Most glorious night! Thou wert not sent for slumber!*
With the mercury in the thermometer at last registering temperatures above zero degrees Celsius after a record breaking average of minus one for December, wildlife has once again resumed its normal order. However, darkness still takes hold in the late afternoon and so the nocturnal habits of creatures are all the more noticeable at this time of year.
“Then nightly sings the staring owl – tu-who, tu-whit, tu-who”
As children we learn that owls make a tu-whit tu-who sound. In fact this is a corruption of the actual exchange from a pair of tawny owls calling to each other. The origin of this phonetic variation can be traced back to Shakespeare who coined it in Love’s Labours Lost. In fact the Bard slightly corrupted the phonetic spelling to fit witticisms within his prose! In reality the female typically sounds-off with a kee-wick and the other responding with a whu-whu.

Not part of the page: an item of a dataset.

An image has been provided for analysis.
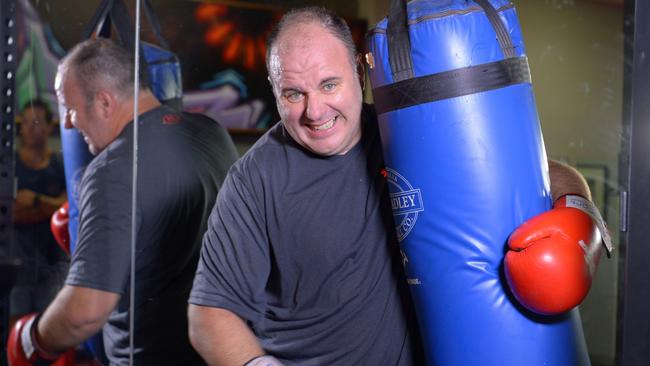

In January, as dusk falls, last year’s tawny owls start to search out a new territory, having half-slept through the daylight hours typically wedged in the crutch of two boughs of a mature tree. They are, seemingly, content to be in full sight during the daytime and assert their presence as dusk descends. Come across an owl in such a position and it will rarely budge: instead will look straight at you with an unstinting stare. Their favourite roost is a clue to their alternative and older name of wood owl. Two birds in the same vicinity may be heard to engage in a rapid exchange of calls, trying to out-call each other with one eventually asserting its dominance and gaining or retaining territory. The tawny owl is the most catholic of owls when it comes to its prey and there is plenty of variety around at this time of year: worms, mice, voles, stoats, rabbits and small birds.
If you stray outside on calm evenings around dusk, the muffled sounds of dry leaves rustling and small twigs snapping can set the hairs erect on the back of your neck. More often than not, stepping through the undergrowth is a muntjac nonchalantly nibbling on green shoots. Startle one that turns out to be a male and you may be rewarded with a sudden bark as it retreats to a thicket. As we know only too well, once the barking has started it seems unable to know when to stop and we are treated to a serenade of increasingly indignant rasping shouts every 30 seconds or so.
Another mammal that makes its presence felt at night around this time is the fox. The male bark is a repetitive raff-raff-raff as it does the rounds reinforcing the extent of its considerable territory. Meanwhile the female may respond with one of those ear-piercing screams which are, in effect, a come hither signal to the males that they are in season.
In February, badger cubs will be born and the mothers become increasingly active making efforts to forage for the additional food needed to support their offspring. The testosterone levels of male badgers increase during the late winter as they seek to add to their dynasty. Together they are frequent visitors to our garden and often the first indication of their arrival is the hoarse grunting and growling as they skirmish and scrap for food along the hedgerow.
There are very few species of insect that thrive during the months of December, January and February. Moths almost exclusively require a much higher ambient temperature. One of the rare exceptions is the winter moth, which is on the wing for the next month or so – or to be accurate only the male flies as the female is wingless. The females stay put, emitting a powerful pheromone which can attract male moths from over a mile or so away. After mating the female lays large numbers of eggs in the deeper crevices of bark or on the scale leaves of leaf buds and remain dormant until the early spring when temperatures reach 13°C. The caterpillars, known as ‘loopers’ because they can move rapidly by pulling their rear end towards their heads with the middle section forming a vertical loop, feed on the leaves of most trees. They are so numerous that they provide a major source of food for insectivorous birds such as blue tits when they build nests and rear chicks.
Frogs and toads awake from their stupor or semi-hibernated state and use the cover of darkness to return to their favourite pond or ditch to mate. During the nocturnal hours of February they can create quite a stir across the water surface as males clamber for position in their pursuit of females.
Finally, I heard on the radio the other day an old farmer who recalled, in the pre-warfarin days when hayricks were in vogue, describing how armies of brown rats moved from field to field at night. Apparently if the wind was in the right (or is it wrong) direction, there was a distinctive pungent odour as a mischief of over 200 rats rolled past you. Today, while the number of city rats has remained stable, the quantum of rurally-based rats has declined considerably. Still I guess this is not a sight or smell for the squeamish!
So take an opportunity to appreciate the darkness and the wildlife that inhabits it at this time of year.